HB 4747 amends Michigan’s Income Tax Act (MCL 206.30) to provide “tax parity” for college and ABLE savings accounts by allowing individual taxpayers to deduct contributions to out‑of‑state 529 qualified tuition programs and 529A (ABLE) programs on their Michigan individual income tax returns, similar to the existing deduction for Michigan‑based Mi 529 and MiABLE accounts.

Key provisions

  • Adds a deduction (to the extent included in federal adjusted gross income) for contributions made to:
    • Any qualified tuition program under IRC §529 established/maintained by another state or agency, and
    • Any qualified ABLE program under IRC §529A established/maintained by another state or agency.
  • Deduction limit: up to $5,000 per year on a single return or $10,000 per year on a joint return for each type of account (529 and 529A), consistent with current Michigan caps for Michigan accounts.
  • Amounts deducted are reduced by distributions from the account that are not subject to an excise or penalty tax.
  • Non‑qualified withdrawals that were subject to a penalty/excise tax under the §529 or §529A program added back to Michigan taxable income — except where the withdrawals are less than the sum of prior contributions for which no deduction was previously claimed (consistent with current treatment for Michigan accounts).
  • Effective date language in analysis: the deduction expansion would apply beginning January 1, 2026 (per House Fiscal Agency analysis).

Who is affected

  • Individual Michigan taxpayers who contribute to out‑of‑state 529 college savings plans or out‑of‑state ABLE accounts.
  • Michigan residents who already use Michigan’s Mi 529 and MiABLE programs see no change; the bill expands eligibility to similar out‑of‑state plans.
  • State finances: impacts General Fund and School Aid Fund.

Fiscal impact

  • House Fiscal Agency estimates reduced state income tax revenue of approximately $5.0 million to $10.0 million annually.
  • If the revenue reduction occurs through lower gross income tax collections (withholding, estimated payments, annual payments), the School Aid Fund would absorb about 23.8% of the impact; otherwise (if via higher refunds), the General Fund would bear the cost.

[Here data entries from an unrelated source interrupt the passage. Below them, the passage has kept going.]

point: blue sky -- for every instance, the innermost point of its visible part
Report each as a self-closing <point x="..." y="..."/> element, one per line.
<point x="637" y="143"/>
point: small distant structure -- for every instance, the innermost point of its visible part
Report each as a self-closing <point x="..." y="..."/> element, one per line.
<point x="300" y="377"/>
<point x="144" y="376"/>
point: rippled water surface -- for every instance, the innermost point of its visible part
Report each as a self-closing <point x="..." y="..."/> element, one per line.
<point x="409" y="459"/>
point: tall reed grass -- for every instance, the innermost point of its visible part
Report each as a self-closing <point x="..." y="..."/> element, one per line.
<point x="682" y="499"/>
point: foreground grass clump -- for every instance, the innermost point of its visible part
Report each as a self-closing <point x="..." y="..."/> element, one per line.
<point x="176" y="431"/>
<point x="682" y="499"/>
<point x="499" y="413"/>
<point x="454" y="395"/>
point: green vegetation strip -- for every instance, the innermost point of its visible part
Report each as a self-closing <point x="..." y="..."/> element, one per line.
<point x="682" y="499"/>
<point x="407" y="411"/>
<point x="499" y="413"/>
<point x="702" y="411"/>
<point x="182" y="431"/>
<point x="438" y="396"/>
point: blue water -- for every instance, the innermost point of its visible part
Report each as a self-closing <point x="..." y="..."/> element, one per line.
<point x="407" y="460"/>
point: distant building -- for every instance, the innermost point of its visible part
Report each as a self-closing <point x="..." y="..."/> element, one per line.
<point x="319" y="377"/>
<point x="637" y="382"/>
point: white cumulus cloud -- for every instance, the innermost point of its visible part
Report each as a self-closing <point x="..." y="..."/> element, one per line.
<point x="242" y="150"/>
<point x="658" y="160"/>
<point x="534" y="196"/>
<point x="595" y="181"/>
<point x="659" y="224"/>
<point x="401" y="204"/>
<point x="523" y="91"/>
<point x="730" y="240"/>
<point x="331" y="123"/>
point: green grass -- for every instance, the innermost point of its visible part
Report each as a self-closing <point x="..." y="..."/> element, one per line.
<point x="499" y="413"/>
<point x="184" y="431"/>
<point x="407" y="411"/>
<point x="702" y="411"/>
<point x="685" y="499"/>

Legislative status & timeline (select highlights)

  • Introduced / filed: March 13, 2025; formally introduced July 29, 2025 by Rep. Mark Tisdel.
  • Committee activity: Referred to House Finance; reported by committee (recommendation without amendment) Sept. 16, 2025.
  • House action: Substitute (H‑1) adopted; passed House with immediate effect Oct. 21, 2025 (Roll Call #255 — Yeas 72, Nays 32).
  • After House passage: Referred to Committee on Finance, Insurance, and Consumer Protection.

Positions noted in record

  • Support: Securities Industry and Financial Markets Association (testified 9‑9‑25).
  • Opposition: Michigan Department of Treasury (testified 9‑16‑25).

Sources: House Fiscal Agency analyses and bill text (amends MCL 206.30).

Compiled from official sources — confirm details with the bill’s official record.